It’s been a while since I’ve had a reader question I wanted to address publicly in a post, but a few days ago I was asked a question I thought would benefit all of us and stimulate some discussion.
Does the Bible say anything specifically that the husband is to be the financial provider for the wife and family, or is it correct for the husband to expect the wife to “contribute” ( employment-wise) and always pay the husband back when he makes purchases for her such as prescriptions, car parts, etc.? I feel not protected or that he is my provider as I’ve always grown to understand from bible teachers/authors.
As you can tell, there is a lot going on behind this question. However, in order to answer the question, I think we need to remind ourselves of three general principles about money and marriage.
1. Fiercely protect your marital oneness.
The Bible teaches that when we get married, we are no longer two, but one. Two entities are joined into one. While there are definitely physical overtones to this statement ,this is a holistic statement that relates to all elements of marriage. What once belonged to the husband is no longer his alone, and what belonged to the wife is no longer hers alone.
My responsibility is not to protect the interest of Craig. My wife’s responsibility is not to protect the interest of Jeri. But, we are one and ought to act (though don’t always) in ways to pursue and protect us – not either individual spouse.
Unfortunately, in marriage we often become fiercely protective of our own interests. That is a sign that marital oneness is breaking down. It’s a sign that your marriage is ready for a loving counselor who can help guide you through this season of your marriage.
2. Share everything.
In our home, I work for a profit and my wife works as a labor of love for our family. I earn an income for what I do, and she does not.

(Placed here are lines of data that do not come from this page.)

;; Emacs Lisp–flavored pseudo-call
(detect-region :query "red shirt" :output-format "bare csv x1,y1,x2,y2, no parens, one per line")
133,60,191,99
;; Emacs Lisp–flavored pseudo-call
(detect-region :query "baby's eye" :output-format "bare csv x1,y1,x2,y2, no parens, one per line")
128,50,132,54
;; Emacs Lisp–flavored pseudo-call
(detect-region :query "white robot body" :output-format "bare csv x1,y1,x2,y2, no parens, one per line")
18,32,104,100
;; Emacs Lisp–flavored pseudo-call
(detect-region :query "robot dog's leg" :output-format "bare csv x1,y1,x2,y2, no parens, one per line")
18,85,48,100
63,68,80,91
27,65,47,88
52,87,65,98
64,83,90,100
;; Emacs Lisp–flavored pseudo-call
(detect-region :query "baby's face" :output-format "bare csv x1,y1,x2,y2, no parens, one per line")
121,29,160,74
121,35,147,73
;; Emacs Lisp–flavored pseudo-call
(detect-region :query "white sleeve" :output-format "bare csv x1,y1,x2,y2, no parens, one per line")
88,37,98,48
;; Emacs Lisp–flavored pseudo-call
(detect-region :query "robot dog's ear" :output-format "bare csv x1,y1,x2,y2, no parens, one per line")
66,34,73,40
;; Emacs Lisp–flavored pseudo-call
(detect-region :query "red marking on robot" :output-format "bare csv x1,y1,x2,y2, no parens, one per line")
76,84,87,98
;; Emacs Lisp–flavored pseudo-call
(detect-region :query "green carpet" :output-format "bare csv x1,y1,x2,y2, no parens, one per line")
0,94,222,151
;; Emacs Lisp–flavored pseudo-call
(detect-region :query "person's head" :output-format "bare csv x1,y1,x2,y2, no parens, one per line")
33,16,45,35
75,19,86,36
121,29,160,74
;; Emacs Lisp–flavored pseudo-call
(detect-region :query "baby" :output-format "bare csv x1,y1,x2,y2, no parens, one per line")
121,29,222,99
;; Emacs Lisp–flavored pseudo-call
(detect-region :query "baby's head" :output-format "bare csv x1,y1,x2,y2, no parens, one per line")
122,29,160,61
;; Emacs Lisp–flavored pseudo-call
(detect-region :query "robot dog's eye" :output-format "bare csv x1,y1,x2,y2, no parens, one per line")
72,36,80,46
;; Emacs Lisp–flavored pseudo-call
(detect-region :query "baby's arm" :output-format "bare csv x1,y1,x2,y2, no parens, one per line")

For now, we’re perfectly happy with how we’ve decided to structure our home in terms of our working responsibilities. We love the fact that she gets to stay at home. As a family, we have breakfast, lunch, and dinner every day (unless there is a church, friends, or family function). That is a tremendous blessing to our family.
However, the money I earn is not my money. It is our money. I couldn’t earn this money without the support of my wife. It is mutually beneficial for both of us. When I get a payment for something, that money goes into a bank account that has both our names on it. We sit down and decide how much money we’re going to spend on certain categories (we call it a budget), and we agree beforehand how our money is going to be spent.
In the past, we’ve even had certain dollar amounts (about $50 a month) that was our own to spend in any way we wished.
3. Husbands, Love Your Wives as Christ Loves the Church and Wives Submit to Your Husbands.
Here’s me walking in hot water.
In our home, we take this verse literally. This verse guides our decision making process and home management styles. My role in the family is to submit to Christ and to love my wife in the same manner as Christ loves the church. My job is to be sure that our home exists for the honor and glory of Christ.
I’ve got my plate full with that short teaching.
My wife is very involved in every decision made in our home, but ultimately, she submits to me and supports my efforts to glorify Christ as a family. We’re both actively involved in submission.
Submission is not the dirty word we’ve made it out to be.
As a church, we seek to submit to Christ. What would a church look like if they decided that submission was bad and they weren’t going to submit to Christ. All I know is that I wouldn’t place membership there.
Indeed, we can all point to teachings or situations where submitting has been disastrous and dangerous. But these exceptions need not nullify the Biblical teachings.
What submission does not mean:
It does not mean a person cannot protect him or herself from an abusive person. It does not mean that a person cannot or should not share her opinion. I know that many, many of you are in situations where this is hard. I’d need to pastorally talk about those things and your alternatives with you in person, but in general, healthy situations, I believe that this is how God wants the Christian home to be managed.
If you are in an abusive situation, then you need to talk to a leader at your local church about the situation. Submission is not a license for abuse.
Still, your situation does not negate the value of the biblical teaching.
It doesn’t matter who brings home the bacon. To be a spiritual leader doesn’t mean you must be the income earner. I don’t think the Bible speaks against stay at home dads or working moms. As your family and marriage develops oneness, you can make a collective effort to give God glory in all you (plural) do.
What do you think the Bible teaches about the roles of husband and wife when it comes to finances?